Exemple : dans un lycée général de 1152 élèves (36 classes de 32 élèves en moyenne), les effectifs d’élèves sont prévus en baisse de 36, soit une baisse d’environ 3%. Pour assurer les mêmes conditions de travail il est vraisemblable qu’il faille exactement les mêmes moyens en enseignants (36 classes de 31 élèves en moyenne). C’est simpliste comme exemple mais cela illustre bien qu’en terme de moyens il faut raisonner par structure d’établissement et non seulement par effectif d’élèves.

De plus en ce qui concerne les effectifs d’élèves, la France est,
au niveau de la natalité, un des premiers pays d’Europe. En
2000, on a parlé de baby boom mais, en 2006, on atteignait un
niveau de naissance jamais vu depuis les début des années
1980. Si on regarde bien, l’argument démographique est
inique.

Considérons que le nombre de naissances est un bon indicateur sur le futur nombre d’élèves scolarisés (calculs réalisés sur la base des chiffres de l’INSEE).

En lycée, par rapport à l’année 2007, les effectifs d’élèves diminueront au maximum de 5% en 2010 (1993, 1994 et 1995 sont les années où il y a eu le moins de naissances) pour retrouver les niveaux de 2007 en 2015 et être de 4% supérieurs aux effectifs de 2007 à l’horizon 2022.

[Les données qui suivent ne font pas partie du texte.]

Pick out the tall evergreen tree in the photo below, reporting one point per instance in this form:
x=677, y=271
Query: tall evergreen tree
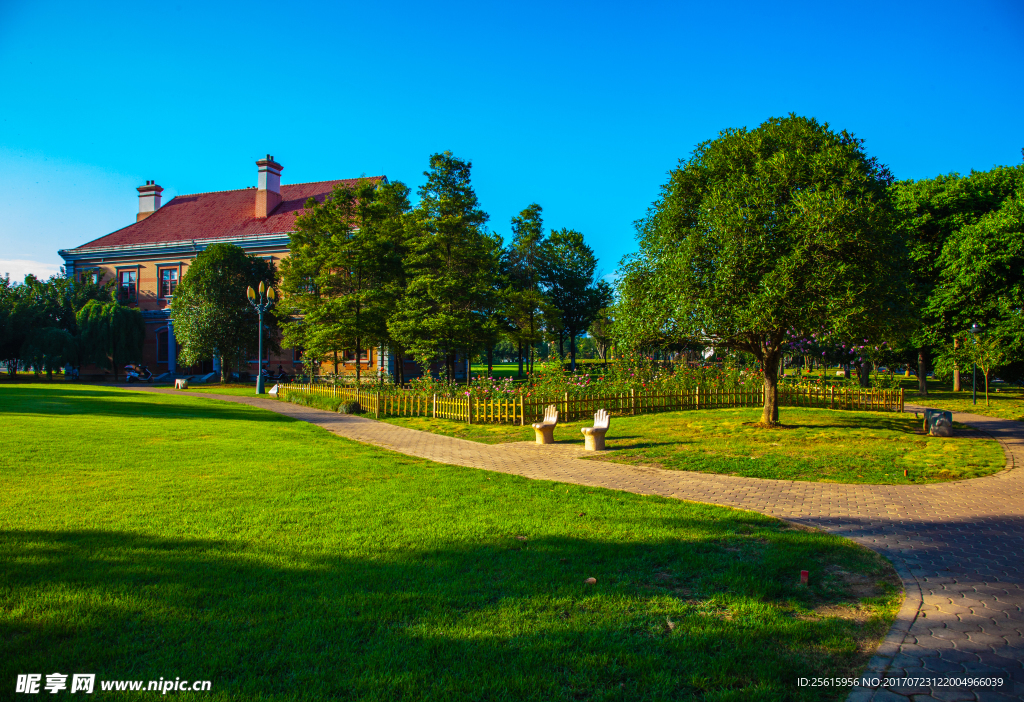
x=569, y=271
x=451, y=268
x=523, y=304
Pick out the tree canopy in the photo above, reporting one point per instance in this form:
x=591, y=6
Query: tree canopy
x=786, y=228
x=451, y=266
x=210, y=311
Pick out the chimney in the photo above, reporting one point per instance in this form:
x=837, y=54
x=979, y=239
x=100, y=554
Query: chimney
x=268, y=191
x=148, y=200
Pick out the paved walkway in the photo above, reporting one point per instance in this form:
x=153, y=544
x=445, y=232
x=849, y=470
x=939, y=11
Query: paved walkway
x=958, y=546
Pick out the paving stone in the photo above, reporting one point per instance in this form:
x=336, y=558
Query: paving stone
x=963, y=542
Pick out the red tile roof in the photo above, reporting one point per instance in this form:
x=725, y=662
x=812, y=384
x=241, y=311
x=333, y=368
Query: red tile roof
x=219, y=215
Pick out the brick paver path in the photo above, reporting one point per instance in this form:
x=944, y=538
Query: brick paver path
x=958, y=546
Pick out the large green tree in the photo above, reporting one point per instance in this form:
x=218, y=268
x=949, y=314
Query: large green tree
x=783, y=228
x=345, y=272
x=451, y=266
x=112, y=334
x=569, y=275
x=210, y=310
x=981, y=278
x=931, y=211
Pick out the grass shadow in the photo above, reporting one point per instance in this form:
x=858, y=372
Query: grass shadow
x=426, y=623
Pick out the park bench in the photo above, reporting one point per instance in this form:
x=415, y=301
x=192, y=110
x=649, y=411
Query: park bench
x=546, y=430
x=594, y=436
x=938, y=423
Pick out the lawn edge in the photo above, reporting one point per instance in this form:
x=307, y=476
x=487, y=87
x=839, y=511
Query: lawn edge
x=890, y=646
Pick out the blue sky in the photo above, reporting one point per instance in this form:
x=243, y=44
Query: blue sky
x=583, y=107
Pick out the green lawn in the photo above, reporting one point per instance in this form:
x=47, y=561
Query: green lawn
x=815, y=444
x=146, y=536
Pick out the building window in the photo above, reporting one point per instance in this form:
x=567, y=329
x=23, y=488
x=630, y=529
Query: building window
x=168, y=281
x=129, y=287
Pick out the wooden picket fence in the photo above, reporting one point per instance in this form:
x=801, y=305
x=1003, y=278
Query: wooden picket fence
x=520, y=409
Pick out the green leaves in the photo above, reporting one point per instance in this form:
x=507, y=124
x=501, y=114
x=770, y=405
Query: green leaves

En collège, les effectifs augmentent jusqu’à 1,5 % en 2012 et restent globalement supérieurs aux effectifs de 2007 jusqu’en 2018 (entre 0 et 1,5% de plus).

En primaire, les effectifs sont supérieurs d’environ 0,5% aux effectifs de 2007 jusqu’en 2013.

Globalement l’effectif des élèves scolarisés du primaire au
lycée reste stable : -0,8 % en 2010 et -0,2% en 2013.

L’argument démographique n’est donc pas valable.
Une éducation nationale bien gérée devrait effectuer des recrutements (en fonction des besoins) constants dans le temps de manière à maintenir une certaine équité entre les candidats des différentes générations et optimiser la pyramide des âges des salariés. La justification des suppressions de postes passe actuellement avant toute chose.

Au final on peut constater que les académies du sud sont les plus mal dotées en général et que l’académie de Nice est une des plus mal dotée en particulier avec Montpellier, la Réunion et la Guadeloupe.
Plus précisément l’académie perd 79 équivalents temps plein, 0,65% du stock (sic), et 106 emplois sont transformés en 1908 heures supplémentaires (106x18).

Cette diminution massive de postes qui est prévue pour durer encore quelques années ne peut être dissociée des évolutions futures du système éducatif. Le rapport de la commission Pochard (livre vert) vient d’être rendu public avec plus d’un mois de retard, les propositions du gouvernement (livre blanc), annoncées tout d’abord fin avril, sont maintenant prévues pour avant l’été.

Avant même de connaître le détail de ce qui sera proposé, il est vraisemblable que les évolutions envisagées seront de
grande ampleur (recrutement, autonomie, évaluation, annualisation,...) et le calendrier adopté, repoussé juste avant
les vacances d’été, laisse penser à un futur passage en force.